# Spanokopotatoes



## Cerise (Jun 11, 2012)

Based on the Greek dish, spanokopita.

*Spanokopotatoes*

4 large baking potatoes
1 small onion -- minced
1/2 box frozen spinach -- chopped
1 c feta cheese crumbled
salt and pepper to taste
Sour Cream
Garnish - sliced olives

Bake potatoes. Allow to cool & cut in half. 

Scoop out the inside of the potatoes & place in a mixing bowl.  Set shells aside.

Add remaining ingredients to potatoes in bowl. Mix to combine. 

Place filling back in potato shells. Bake potatoes @ 350 for 15-20 minutes, or until top of filling is lightly browned and heated through. 

Top with sour cream and garnish with sliced olives.

View attachment 13883


----------



## Dawgluver (Jun 11, 2012)

This looks yummy, Cerise!  Thanks!


----------



## Aunt Bea (Jun 11, 2012)

Very nice!   

This could be a great cocktail item if it was done with small red skin potatoes!


----------



## simonbaker (Jun 11, 2012)

Great idea. I will definitely try them.


----------



## lyndalou (Jun 12, 2012)

Looks great! I'm going to try this.


----------



## CWS4322 (Jun 14, 2012)

I'm thinking Swiss Chard...there are an abundance of Swiss Chard plants in the garden--the "girls" got in and scattered the seeds, we replanted, and now have an abundance of chard...the potato plants are blooming...should have potatoes before too long...


----------



## Addie (Jun 14, 2012)

I love the idea of the spinach. One of my favorite veggies. Great recipe.


----------



## Cerise (Jun 14, 2012)

Thanks guys for your interest/replies.

Re the onion, use 1/4 - 1/2 small onion - depends on your taste.
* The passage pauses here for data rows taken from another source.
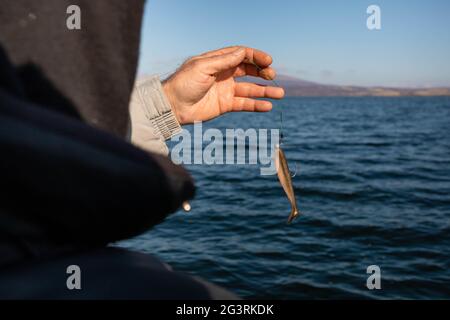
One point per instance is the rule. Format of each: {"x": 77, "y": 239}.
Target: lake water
{"x": 373, "y": 183}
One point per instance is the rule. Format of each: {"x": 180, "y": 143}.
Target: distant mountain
{"x": 295, "y": 87}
I'm a big fan of spinach, but feel free to change the recipe out (use amounts and ingredients of choice), & make it your own. Add cooked crumbled bacon, if you like.  If it inspires you, or gets your cooking mojo working, that's what matters.   As long as you don't call it twice baked (retro) taters.   Have fun with it.


----------



## Cerise (Jun 14, 2012)

Aunt Bea said:


> Very nice!
> 
> This could be a great cocktail item if it was done with small red skin potatoes!


 
Thank you, Aunt Bea.  Used to make artichoke-stuffed red potato appetizers topped with caviar & sour cream.  Will do the spinach next time.


----------



## GotGarlic (Jun 14, 2012)

I love this variation on twice-baked taters (which are one of my all-time faves!)!!  Retro is in now!


----------



## kadesma (Jun 14, 2012)

Cerise said:


> Thanks guys for your interest/replies.
> 
> Re the onion, use 1/4 - 1/2 small onion - depends on your taste.
> 
> I'm a big fan of spinach, but feel free to change the recipe out (use amounts and ingredients of choice), & make it your own. Add cooked crumbled bacon, if you like.  If it inspires you, or gets your cooking mojo working, that's what matters.   As long as you don't call it twice baked (retro) taters.   Have fun with it.


This is  a great Idea for an appy..I'd use the big potatoes then cut into bite sized pieces and put on a pretty platter Yummers thanks for sharing with us.
kades


----------